Colegas me enviaram um artigo do vice-diretor da Poli sobre como era bom o ensino de engenharia antigamente. Esse saudosismo dos professores da Usp me enche a paciência. Minha resposta vai aqui.
1 – Eu não sei se o ensino de engenharia no Brasil na época da ditadura era tão maravilhoso como o Cardoso fala. Se fosse, a gente teria passado para uma liderança mundial sem precisar de impostos de importação e reservas de mercado. Em vez disso com a abertura dos mercados percebemos que tinham deixado a gente para trás.
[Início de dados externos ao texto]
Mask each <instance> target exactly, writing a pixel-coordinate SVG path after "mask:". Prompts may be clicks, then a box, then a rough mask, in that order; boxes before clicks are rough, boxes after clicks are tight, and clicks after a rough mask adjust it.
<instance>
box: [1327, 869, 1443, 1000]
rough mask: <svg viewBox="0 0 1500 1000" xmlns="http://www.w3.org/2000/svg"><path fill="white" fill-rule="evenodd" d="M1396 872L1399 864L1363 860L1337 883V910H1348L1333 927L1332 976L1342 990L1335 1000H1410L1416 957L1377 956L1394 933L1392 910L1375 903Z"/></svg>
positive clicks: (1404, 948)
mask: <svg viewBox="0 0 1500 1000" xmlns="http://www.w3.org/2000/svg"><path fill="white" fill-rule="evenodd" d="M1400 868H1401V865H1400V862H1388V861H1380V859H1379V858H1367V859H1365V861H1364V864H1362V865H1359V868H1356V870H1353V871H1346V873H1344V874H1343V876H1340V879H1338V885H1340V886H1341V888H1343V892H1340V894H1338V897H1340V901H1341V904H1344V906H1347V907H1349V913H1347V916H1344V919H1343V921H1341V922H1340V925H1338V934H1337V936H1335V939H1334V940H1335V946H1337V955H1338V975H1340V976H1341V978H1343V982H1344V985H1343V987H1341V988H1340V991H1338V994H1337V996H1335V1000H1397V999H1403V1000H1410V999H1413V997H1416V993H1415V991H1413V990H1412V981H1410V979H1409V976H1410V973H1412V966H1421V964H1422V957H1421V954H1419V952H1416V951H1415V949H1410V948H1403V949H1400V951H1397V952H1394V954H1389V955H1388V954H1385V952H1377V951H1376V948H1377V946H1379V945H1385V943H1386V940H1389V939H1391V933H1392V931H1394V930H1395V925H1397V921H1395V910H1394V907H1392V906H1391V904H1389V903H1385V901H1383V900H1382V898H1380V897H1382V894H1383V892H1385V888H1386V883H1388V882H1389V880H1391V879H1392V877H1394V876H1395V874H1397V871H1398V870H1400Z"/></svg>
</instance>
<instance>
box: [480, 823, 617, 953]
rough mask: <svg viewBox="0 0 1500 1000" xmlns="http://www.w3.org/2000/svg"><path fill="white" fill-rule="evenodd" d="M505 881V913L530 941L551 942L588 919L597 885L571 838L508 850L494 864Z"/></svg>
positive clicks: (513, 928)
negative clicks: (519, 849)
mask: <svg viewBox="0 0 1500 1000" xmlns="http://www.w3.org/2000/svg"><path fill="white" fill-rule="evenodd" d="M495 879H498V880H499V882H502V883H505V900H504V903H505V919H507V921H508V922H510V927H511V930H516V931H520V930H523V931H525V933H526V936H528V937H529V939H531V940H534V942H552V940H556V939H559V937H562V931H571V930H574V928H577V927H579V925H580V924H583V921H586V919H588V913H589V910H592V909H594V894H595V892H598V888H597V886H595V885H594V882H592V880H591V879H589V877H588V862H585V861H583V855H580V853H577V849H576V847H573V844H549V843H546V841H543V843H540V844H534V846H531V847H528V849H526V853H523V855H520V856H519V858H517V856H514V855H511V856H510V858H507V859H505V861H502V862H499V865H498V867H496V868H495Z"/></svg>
2 – Também não sei se os professores de engenharia eram assim tão preparados. Ninguém publicava nada, menos ainda em periódicos internacionais. Então há pouco registro dessa excelência, se é que houve. É só a opinião dos colegas.
3 – Também não sei se as escolas públicas eram assim de altíssimas qualidades. Havia alunos excelentes, mas era uma minoria pequena em um país cheio de analfabetos. A escola pública que o pessoal da esquerda e da direita exalta alcançava poucos. Hoje todas as crianças pelo menos vão à escola. Se não aprendem muito, será que esses professores deles formados nas escolas de antigamente eram assim tão bons?
4 – A escola de engenharia sempre lutou contra inovações. Oss curso são cheios de inutilidades desinteressantes. O desinteresse dos estudantes então é culpa de todos, menos das escolas tradicionais? Aliás na Poli engenharia civil e eletrotécnica continuam tão pouco procuradas como no nosso tempo. Por isso mudaram de novo a opção para o vestibular, com apoio total do autor do artigo. Desinteresse e evasão são culpa de quem?
5 – Professor ganha pouco mesmo. Em todos os níveis. Mas vamos falar um pouco da Usp, que tem 5 mil professores. Cada um trabalha no máximo umas mil horas por ano nas atividades-fim da universidade – as “billable hours” para quem já trabalhou em consultoria – a saber, ensino e pesquisa. O resto são atividades que não podem ser atribuídas ao cliente, que é o aluno e o contribuinte, tais como reuniões internas, ou projetos pagos diretamente. Com um orçamento de 2.5 bilhões, dá uns 500 réis por hora. Uma remuneração digna de uma boa consultoria. Se o salário é baixo, é porque o dinheiro é mal gasto, com burocracia, funcionários pouco produtivos, greves diversas, aposentadorias precoces, escrevendo emails como esse, sei lá mais o quê. No ensino médio pode ser uma história diferente, mas na universidade haveria dinheiro para remunerar os professores bem. Se os professores das universidades públicas ganham pouco é porque eles – que administram as universidades – preferem gastar tempo e dinheiro do contribuinte com outras coisas.
6 – Note que o artigo identifica um problema no ensino médio e termina justamente pedindo mais investimento nas faculdades de engenharia. Os professores universitários sempre dizem isso: para melhorar o ensino no Brasil, é preciso dar mais dinheiro para as universidades. Non sequitur, e não funciona.